On comprend dès lors que la mort ne peut pas interrompre cette relation dont Dieu a pris l’initiative. La relation avec le corps est interrompue, mais la relation personnelle au Créateur subsiste. Au moment de la mort, chacun de nous prendra pleinement conscience de cette relation dont nous n’avons habituellement qu’un vague pressentiment.

P.Joseph-Marie

Re: l'âme sans péché et le corps pécheur

Message par P.Joseph-Marie »

Nous ne prenons peut-être pas le terme relationnel dans le même sens. Certes, il y a de la relation en toute chose : entre les atomes au sein d’une molécule et entre les quarks au sein du noyau, il y a des échanges énergétiques et donc des relations.
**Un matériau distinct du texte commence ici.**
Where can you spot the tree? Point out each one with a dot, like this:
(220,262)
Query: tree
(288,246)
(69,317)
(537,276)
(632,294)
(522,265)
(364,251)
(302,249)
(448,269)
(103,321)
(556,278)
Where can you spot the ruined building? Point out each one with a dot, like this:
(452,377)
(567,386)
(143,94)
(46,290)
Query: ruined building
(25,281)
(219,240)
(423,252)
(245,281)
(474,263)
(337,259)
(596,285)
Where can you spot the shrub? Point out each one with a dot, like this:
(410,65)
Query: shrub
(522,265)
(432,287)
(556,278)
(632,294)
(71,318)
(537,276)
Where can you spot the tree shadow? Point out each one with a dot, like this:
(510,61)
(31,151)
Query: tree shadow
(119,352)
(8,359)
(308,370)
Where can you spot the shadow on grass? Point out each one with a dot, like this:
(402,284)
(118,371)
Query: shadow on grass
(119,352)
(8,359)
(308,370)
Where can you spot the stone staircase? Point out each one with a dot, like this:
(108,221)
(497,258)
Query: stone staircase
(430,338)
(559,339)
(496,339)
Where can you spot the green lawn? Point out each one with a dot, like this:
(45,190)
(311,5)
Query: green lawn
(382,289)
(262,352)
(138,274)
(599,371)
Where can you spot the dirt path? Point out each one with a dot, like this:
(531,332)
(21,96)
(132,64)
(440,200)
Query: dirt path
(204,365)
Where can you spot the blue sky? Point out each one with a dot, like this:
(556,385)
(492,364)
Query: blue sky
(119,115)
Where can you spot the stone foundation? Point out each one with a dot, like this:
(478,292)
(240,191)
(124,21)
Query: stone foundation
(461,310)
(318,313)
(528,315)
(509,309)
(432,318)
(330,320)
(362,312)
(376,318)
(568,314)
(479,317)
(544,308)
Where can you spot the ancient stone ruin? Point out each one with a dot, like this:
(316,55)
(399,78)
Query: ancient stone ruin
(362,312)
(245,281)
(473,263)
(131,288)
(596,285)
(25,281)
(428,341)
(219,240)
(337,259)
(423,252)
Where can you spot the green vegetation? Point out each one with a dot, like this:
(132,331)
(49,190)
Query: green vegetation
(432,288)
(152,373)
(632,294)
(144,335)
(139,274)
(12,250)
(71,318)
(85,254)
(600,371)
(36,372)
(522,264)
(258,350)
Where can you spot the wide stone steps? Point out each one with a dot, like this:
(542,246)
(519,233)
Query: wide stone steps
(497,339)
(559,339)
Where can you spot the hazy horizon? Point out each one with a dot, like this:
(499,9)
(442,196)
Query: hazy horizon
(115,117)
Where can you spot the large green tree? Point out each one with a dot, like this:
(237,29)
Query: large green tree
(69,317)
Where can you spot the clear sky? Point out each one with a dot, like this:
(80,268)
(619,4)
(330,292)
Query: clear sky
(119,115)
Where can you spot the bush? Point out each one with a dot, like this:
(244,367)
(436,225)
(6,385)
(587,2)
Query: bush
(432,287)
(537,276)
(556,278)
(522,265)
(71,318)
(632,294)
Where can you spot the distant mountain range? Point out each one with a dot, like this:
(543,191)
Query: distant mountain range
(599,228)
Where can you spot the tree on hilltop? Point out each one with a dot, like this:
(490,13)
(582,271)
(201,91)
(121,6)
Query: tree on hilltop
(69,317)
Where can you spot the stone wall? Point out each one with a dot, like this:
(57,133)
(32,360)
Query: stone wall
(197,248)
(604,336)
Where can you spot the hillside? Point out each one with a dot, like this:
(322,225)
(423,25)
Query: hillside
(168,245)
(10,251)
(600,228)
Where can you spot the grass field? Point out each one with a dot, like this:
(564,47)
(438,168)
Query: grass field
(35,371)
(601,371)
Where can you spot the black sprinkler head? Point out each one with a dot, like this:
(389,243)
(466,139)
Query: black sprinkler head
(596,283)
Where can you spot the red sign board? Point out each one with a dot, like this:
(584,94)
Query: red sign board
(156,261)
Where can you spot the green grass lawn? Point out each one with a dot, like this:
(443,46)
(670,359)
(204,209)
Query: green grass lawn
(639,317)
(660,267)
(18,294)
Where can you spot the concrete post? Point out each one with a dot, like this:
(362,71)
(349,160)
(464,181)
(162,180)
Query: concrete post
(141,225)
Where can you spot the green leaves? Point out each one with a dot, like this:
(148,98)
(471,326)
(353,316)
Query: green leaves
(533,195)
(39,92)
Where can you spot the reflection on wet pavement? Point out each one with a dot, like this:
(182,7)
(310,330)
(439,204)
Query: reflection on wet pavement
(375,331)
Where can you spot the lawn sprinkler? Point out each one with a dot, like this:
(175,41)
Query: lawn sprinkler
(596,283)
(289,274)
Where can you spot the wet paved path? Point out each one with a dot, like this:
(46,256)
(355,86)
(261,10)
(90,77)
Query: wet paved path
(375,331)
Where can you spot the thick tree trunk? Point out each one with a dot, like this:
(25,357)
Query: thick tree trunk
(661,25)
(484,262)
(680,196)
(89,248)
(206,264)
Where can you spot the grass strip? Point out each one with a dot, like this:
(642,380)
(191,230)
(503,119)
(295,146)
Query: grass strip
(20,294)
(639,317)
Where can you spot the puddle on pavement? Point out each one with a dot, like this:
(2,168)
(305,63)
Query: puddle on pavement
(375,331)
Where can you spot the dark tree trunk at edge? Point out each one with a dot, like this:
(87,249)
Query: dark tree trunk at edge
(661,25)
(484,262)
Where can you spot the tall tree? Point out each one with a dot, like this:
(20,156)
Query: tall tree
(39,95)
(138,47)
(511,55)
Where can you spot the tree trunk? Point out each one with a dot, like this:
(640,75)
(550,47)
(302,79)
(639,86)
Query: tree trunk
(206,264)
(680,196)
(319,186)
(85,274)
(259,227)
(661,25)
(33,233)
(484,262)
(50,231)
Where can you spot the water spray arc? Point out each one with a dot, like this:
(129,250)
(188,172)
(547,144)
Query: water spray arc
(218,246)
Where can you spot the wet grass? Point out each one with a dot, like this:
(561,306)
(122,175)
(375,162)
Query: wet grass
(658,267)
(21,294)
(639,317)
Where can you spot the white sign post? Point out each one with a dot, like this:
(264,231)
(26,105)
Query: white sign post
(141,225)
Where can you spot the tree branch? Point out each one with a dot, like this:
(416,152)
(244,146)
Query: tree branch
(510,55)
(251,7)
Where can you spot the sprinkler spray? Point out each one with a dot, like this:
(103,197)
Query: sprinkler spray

Mais ce n’est pas en ce sens que je l’entendais comme vous pouviez le deviner à partir de ma comparaison avec la Trinité. Je parlais d’une relation intentionnelle, c'est-à-dire spirituelle.
Il est vrai que je ne mettrai pas comme vous semblez le faire, une stricte continuité entre les relations entretenues dans une ruche d’abeille est les relations au sein d’une famille humaine…
A force de souligner les continuités, on finit par perdre le fameux « saut de la transcendance » qui spécifie l’être humain.